Moscow and St. Petersburg have had demonstrations on a smaller scale. Russian riot police have been deployed there to disperse crowds and can be seen beating and aggressively dragging off protesters — or simply anyone standing in their midst. Videos published on social media captured incredibly confused scenes in which Russian police detain pro-Putin counterdemonstrators, even a woman bystander simply waiting at a bus stop. According to independent monitors in Russia, over 1,300 men and women had been detained following protests in these Russian cities earlier in the week, with many Russian men of conscriptable age apparently being given their draft papers after their arrests.

“Sergey” (not his real name) fled St. Petersburg within 24 hours of the mobilization order last week.
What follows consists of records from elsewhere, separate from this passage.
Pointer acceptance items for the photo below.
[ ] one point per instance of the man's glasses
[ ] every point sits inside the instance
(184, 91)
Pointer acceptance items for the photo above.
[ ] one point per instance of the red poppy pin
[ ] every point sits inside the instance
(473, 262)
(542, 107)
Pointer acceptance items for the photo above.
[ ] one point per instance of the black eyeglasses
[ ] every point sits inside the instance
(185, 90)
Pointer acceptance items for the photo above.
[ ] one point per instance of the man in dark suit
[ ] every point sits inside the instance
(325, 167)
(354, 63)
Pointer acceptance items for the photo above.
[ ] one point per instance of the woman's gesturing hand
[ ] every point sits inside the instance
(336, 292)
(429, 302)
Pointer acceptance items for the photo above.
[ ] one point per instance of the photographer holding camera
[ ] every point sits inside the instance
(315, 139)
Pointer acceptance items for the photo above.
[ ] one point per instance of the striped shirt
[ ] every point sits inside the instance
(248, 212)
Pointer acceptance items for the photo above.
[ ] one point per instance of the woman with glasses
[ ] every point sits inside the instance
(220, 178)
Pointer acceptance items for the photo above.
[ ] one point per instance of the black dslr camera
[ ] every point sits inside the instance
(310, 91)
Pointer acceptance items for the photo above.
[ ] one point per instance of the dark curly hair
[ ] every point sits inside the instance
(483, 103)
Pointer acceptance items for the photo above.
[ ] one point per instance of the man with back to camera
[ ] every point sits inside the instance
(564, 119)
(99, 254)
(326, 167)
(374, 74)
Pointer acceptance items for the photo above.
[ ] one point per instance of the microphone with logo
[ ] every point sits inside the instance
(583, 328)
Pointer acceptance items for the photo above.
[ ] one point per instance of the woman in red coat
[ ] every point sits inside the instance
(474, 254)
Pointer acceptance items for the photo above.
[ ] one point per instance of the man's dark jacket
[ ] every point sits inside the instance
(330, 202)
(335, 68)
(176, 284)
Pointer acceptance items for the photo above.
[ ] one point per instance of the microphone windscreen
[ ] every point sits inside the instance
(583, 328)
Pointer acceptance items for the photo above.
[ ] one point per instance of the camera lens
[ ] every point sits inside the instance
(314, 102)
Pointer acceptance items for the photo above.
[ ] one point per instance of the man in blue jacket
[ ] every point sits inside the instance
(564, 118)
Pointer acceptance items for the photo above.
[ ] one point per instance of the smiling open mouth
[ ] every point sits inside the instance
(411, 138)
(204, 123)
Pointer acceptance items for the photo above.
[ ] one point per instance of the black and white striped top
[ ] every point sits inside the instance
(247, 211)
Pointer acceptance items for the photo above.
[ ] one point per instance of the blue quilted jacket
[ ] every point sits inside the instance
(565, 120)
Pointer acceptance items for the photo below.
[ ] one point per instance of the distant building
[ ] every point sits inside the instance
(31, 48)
He told Yahoo News that his best friend is a first-order candidate for call-up because he served in the military for a year seven years ago. “He’s a businessman and supports his entire family, including his parents and sister,” Sergey said. “And he’s really frustrated because he did everything right, paid his debt to the Motherland and meanwhile people are claiming medical excuses — many of them fake — to get out of being sent to Ukraine.”

Russians are also turning to more extreme forms of objection as peaceful protests have been predictably ignored or repressed. In Ryazan, a city southeast of Moscow, a Russian man set himself on fire at a bus station whilst shouting slogans against the war, and his impending participation in it.

Recruitment offices have been set on fire or attacked. Video released by Russian media outlet Mash shows a station wagon ramming the entrance of an office in the Volgograd district, before the driver lights and tosses several Molotov cocktails through the doors and windows of the building. Pictures published the next morning show the office was heavily damaged.

Arson is also said to count as more than a symbolic gesture: Some observers have pointed out that the Russian army still largely relies on paper records, which would likely be destroyed in any fire. The Volgograd attack was far from an isolated event, according to Meduza, which claims 11 military enlistment offices and 6 administrative buildings have been set ablaze in Russia since the start of mobilization.

The furor occurs against a backdrop of increasing discontent against the hastily implemented mobilization policy, whose critics include hawks and regime loyalists. Margarita Simonyan, head of Russian state media outlet RT, complained that mobilization officers were “infuriating people, as if on purpose, as if out of spite, … as if they’d been sent by Kyiv,” while also grumbling that mobilization papers were being handed out to those too old or sick for military service. Vladimir Solovyov, host of Russian state television’s flagship talk show and another prominent Kremlin mouthpiece, called for those responsible for the botched roll-out of the policy to be shot.

Anger at mobilization has been stoked by recently conscripted Russian men who have published footage of the dire conditions and decrepit equipment they’ve been issued with on social media. One widely shared video shows new recruits inspecting issued AKM assault rifles, which are covered in rust both externally and internally, appearing to be barely functional. Training barracks are shown to be in a substandard state, with conscripts being made to sleep on filthy mattresses with no bedding.

Other Russians have been complaining that their conscripted relatives have been sent immediately to the front, with little or none of the promised training. In the city of Lipetsk, the wife of a recently mobilized man told Russian media that her husband and 1,000 other men had been given just one day’s training before being sent to join the 237th Tank Regiment, currently fighting in Ukraine.

“There comes a point, as Gorbachev found out,” said Goble, “when using repression is like throwing water at a grease fire — the fire spreads.”